PIGS is located within the posterior intraparietal gyrus, an area populated with motion- and stereo-selective sites (Tootell et al., 2022; Kennedy et al., 2023). It also contributes to ego-motion encoding within naturalistic environments, a perceptual process that relies heavily on depth, motion coherence (optic flow), and ego distance estimation. Previous psychophysical studies have shown that all these visual functions (i.e., depth, motion coherency and ego distance perception) are, at least to some extent, impaired in amblyopic individuals (McKee et al., 2003; Melmoth and Grant, 2006; Aaen-Stockdale et al., 2007; Aaen-Stockdale and Hess, 2008; Carlton and Kaltenthaler, 2011; Grant and Moseley, 2011; Levi et al., 2015; Ooi and He, 2015). Thus, in the absence of normal visual input, experience-dependent development of PIGS could be disrupted in amblyopia. Our findings of decreased scene-selective activity within PIGS in amblyopic individuals support a neurodevelopmental component to abnormal amblyopic scene processing. Such a developmental disorder may even worsen over time in the absence of engagement in visually guided tasks that rely on ego-motion (Sá et al., 2021; Harrington et al., 2023), which also reduces the level of feedback to these regions.
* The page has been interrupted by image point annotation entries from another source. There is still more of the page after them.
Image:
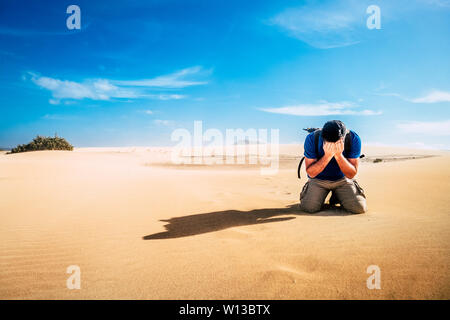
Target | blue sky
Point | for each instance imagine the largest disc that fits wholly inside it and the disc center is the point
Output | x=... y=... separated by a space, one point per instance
x=137 y=70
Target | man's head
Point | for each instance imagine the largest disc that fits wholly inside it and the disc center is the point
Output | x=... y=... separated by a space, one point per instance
x=333 y=130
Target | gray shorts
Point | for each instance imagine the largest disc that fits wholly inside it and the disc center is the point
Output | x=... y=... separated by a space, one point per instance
x=350 y=195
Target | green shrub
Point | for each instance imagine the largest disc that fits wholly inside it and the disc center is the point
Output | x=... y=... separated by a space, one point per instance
x=44 y=143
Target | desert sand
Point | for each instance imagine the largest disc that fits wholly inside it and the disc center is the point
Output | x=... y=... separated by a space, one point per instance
x=141 y=228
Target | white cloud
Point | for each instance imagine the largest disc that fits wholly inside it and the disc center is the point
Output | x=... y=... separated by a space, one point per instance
x=322 y=109
x=105 y=89
x=325 y=26
x=92 y=89
x=433 y=97
x=431 y=128
x=174 y=80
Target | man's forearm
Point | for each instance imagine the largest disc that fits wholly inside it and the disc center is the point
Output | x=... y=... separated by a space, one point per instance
x=317 y=167
x=346 y=167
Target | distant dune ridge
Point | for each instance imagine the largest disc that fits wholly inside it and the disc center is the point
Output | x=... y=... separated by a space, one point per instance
x=140 y=227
In contrast to PIGS, PPA and RSC do not respond to ego-motion (Hacialihafiz and Bartels, 2015; Kamps et al., 2016; Jones et al., 2023; Kennedy et al., 2024). Rather, PPA and RSC are involved in scene recognition (Epstein et al., 2007; Park and Chun, 2009) and layout representation (Wolbers et al., 2011), respectively. Area OPA also appears to respond to simpler forms of motion, whose encoding is less affected by amblyopia. However, considering the functional connection between scene-selective areas (Baldassano et al., 2013; Nasr et al., 2013; Baldassano et al., 2016), it may be possible to see more extended between-groups differences during complex, scene-related tasks that rely simultaneously on multiple visual cues.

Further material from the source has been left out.